Just about done with the railroad, have little more landscaping to do then I can start with the small things.








Top siding is Wahsatch, lower siding is Echo.








New sidings at Wahsatch, need some ballast.


----------



## Torby (Jan 2, 2008)

Very nice!


----------



## wchasr (Jan 2, 2008)

Very nice! I am impressed you've even got a lawn mower crossing! Very nice layout and execution. 

Chas


----------



## sbaxters4 (Jan 2, 2008)

Ok Looking at that I'm thinking that Marty's weekend may need to include a tour of other layouts in the area!! Marty needs to arrainge for the bus to transport all of us to these great looking layouts!!! Boy would that be a great weekend then!!! Marty shouldn't be allowed to have ALL the fun!!!


----------



## Steve Stockham (Jan 2, 2008)

_Very _impressive indeed!! I look forward to seeing more of your layout as it progresses!


----------



## NTCGRR (Jan 2, 2008)

Scott 
I am all for it. many folks come on thrusday and Friday, maybe line up car pools with directions. 
The best thing is to line up a time so the owners don't have to sit all weekend waiting to see who comes and when. 

Now you see why I have to get my RR in order. it looks like a mud hole with piles of rocks everywhere. the rest of the club has perfect grrs.
If your coming from the west get ahold of Jerry Barns


----------



## xo18thfa (Jan 2, 2008)

Great looking set-up.

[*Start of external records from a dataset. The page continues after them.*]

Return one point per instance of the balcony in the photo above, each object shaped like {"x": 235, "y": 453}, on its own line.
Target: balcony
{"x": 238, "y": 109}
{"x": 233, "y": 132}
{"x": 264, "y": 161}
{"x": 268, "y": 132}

Lots of nice civil engineering work in there.


----------



## Randy Stone (Jan 2, 2008)

Very impressive. Not only does the layout look teriffic, the landscaping is superb. 

Randy


----------



## Trains (Jan 2, 2008)

Thanks for the nice reply's, I'll be glad when it's done I'mm getting to old for this. I'll be able to sit back with a cold ice tea and run. 








UP extra running pass Echo station.


----------



## John J (Dec 29, 2007)

Hey Don that last picture is a great one. 

Marty..... If you start a tour day it will be come Marty's Week instead of Maryt's Week end. 

Guess I will have to pack Monday, Leave Tuesday Arrive Wednesday and tour Thursday run trains Fri Sat and Sun


----------



## NTCGRR (Jan 2, 2008)

I think lining up a day to car pool and see maybe 3 or 4 would be well worth it. 
Maybe Don can take the ball and line it up. 
Richards is the other way so it can be serpeate time.


----------



## Nohandles (Jan 2, 2009)

Very nice and well thought out rail road. Keep up the awesome work.


----------



## ROUTE 66 (Sep 26, 2008)

That is a Jewel [/b]of a railroad,*BEAUTIFUL* just * BEAUTIFUL* !!!I understand where you are coming from about getting to old,I just spent 4 hours just in my front yard 95 degrees,100% humidity and it's not even raining, That's a full time job year long around here let alone building a garden RR in my back yard Geez how I want to... but it would just be to much up keep.I'll just have to sit back and enjoy yours for now..I say it once more just unbelievable Beautiful!!!


----------



## silverstatespecialties (Jan 2, 2008)

OOOOOOH, now that's BEAUTIFUL! Nice work!! I love how you integrated the retaining wall blocks in with the lawn & slope! Well done!


----------